The 8-Point SQL Checklist That Distinguishes Junior Analysts from Senior Engineers
Summary
The 8-Point SQL Checklist outlines critical best practices for data analysts and engineers to ensure accurate query results, especially in high-stakes technical interviews and production environments. This checklist addresses common errors that can lead to inflated metrics, sometimes by 40% or more. Key points include verifying table grain using cardinality checks, prioritizing "WHERE" clauses for early row-level filtering over "HAVING" for aggregate filtering, and understanding their distinct execution order. It also details how to prevent "LEFT JOIN"s from inadvertently becoming "INNER JOIN"s by placing filters correctly within the "JOIN" predicate, and how to audit for duplicate row inflation post-joins. Furthermore, the checklist emphasizes deliberate "NULL" handling with "COALESCE", selecting appropriate window functions like "ROW_NUMBER" for specific deduplication needs, and performing final sanity checks on row counts and key metrics to validate data integrity.
Key takeaway
For data engineers and analysts preparing for technical interviews or deploying production SQL, consistently applying this 8-point checklist will significantly elevate your query accuracy and performance. You should integrate these checks—from validating table grain and optimizing filters to correctly handling joins and NULLs—into your pre-execution routine. This systematic approach not only prevents common data inflation errors but also demonstrates a senior-level understanding of SQL's underlying logic and data integrity, crucial for reliable analytics and robust data systems.
Key insights
Accurate SQL querying demands a systematic pre-execution audit covering data grain, filtering, joins, NULL handling, and aggregate validation.
Principles
- Misinterpreting table grain corrupts aggregations.

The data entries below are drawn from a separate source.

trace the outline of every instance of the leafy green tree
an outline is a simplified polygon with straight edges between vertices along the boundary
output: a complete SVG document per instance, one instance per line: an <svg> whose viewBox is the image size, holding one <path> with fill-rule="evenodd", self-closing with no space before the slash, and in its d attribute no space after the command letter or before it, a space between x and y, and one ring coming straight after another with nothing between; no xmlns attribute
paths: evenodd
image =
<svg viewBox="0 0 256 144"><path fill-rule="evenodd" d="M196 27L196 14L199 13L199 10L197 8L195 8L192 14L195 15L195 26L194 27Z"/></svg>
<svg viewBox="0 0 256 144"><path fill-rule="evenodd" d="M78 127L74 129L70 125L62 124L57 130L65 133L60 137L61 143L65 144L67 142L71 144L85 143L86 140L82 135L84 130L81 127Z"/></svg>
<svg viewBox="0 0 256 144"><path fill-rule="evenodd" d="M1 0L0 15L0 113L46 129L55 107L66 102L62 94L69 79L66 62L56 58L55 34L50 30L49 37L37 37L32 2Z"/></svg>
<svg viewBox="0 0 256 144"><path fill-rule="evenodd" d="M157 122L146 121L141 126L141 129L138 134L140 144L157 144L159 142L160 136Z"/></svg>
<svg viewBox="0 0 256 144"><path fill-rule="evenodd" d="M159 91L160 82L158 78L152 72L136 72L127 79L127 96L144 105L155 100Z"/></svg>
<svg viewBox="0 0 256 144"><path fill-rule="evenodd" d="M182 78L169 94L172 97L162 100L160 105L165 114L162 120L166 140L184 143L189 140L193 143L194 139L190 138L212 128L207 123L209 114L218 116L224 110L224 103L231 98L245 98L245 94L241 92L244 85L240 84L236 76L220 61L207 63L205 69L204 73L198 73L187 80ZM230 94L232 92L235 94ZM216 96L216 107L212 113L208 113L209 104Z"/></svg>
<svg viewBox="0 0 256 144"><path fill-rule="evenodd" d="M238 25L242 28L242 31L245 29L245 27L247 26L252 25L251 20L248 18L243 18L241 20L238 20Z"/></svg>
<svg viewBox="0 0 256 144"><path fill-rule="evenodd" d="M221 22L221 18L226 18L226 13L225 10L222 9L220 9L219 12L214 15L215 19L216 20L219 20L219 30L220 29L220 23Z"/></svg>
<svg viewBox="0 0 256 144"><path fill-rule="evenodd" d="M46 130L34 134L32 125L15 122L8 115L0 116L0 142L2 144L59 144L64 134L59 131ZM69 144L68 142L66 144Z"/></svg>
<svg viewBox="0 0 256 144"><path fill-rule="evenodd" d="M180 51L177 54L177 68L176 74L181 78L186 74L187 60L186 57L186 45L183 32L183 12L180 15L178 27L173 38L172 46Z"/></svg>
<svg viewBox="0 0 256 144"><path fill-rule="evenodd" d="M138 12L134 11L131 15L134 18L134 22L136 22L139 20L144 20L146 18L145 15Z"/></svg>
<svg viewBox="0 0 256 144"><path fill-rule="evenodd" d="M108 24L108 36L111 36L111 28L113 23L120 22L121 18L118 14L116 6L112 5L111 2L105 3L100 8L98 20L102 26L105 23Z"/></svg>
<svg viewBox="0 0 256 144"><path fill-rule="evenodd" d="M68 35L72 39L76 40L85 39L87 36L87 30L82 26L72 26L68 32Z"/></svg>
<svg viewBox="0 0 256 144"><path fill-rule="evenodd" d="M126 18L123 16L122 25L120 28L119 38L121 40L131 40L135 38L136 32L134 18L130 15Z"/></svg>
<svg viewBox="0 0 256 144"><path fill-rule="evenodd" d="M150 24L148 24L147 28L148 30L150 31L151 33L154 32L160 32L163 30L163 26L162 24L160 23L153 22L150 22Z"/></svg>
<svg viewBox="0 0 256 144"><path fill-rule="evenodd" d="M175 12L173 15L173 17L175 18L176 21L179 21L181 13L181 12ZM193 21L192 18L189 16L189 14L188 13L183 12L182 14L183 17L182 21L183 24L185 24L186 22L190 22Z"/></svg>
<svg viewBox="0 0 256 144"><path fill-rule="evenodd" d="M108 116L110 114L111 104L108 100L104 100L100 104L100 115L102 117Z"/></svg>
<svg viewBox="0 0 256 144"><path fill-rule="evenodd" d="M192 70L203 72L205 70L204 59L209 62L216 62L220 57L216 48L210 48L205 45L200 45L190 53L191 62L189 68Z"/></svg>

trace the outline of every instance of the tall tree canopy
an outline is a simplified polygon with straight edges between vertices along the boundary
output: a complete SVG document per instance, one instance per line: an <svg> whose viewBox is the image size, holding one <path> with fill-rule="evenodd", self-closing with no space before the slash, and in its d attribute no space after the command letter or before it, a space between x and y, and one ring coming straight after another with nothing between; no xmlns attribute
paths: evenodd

- Filter rows early using WHERE for efficiency.
- Place LEFT JOIN filters in the ON clause.
Method
Before executing SQL, perform an 8-point audit: verify table grain, filter early, correctly use WHERE/HAVING, protect LEFT JOINs, check for duplicate inflation, handle NULLs, choose the right window function, and validate final metrics.
In practice
- Use "COUNT(*)" with "HAVING COUNT(*) > 1" for grain checks.
- Apply "COALESCE(column, 0)" for robust NULL arithmetic.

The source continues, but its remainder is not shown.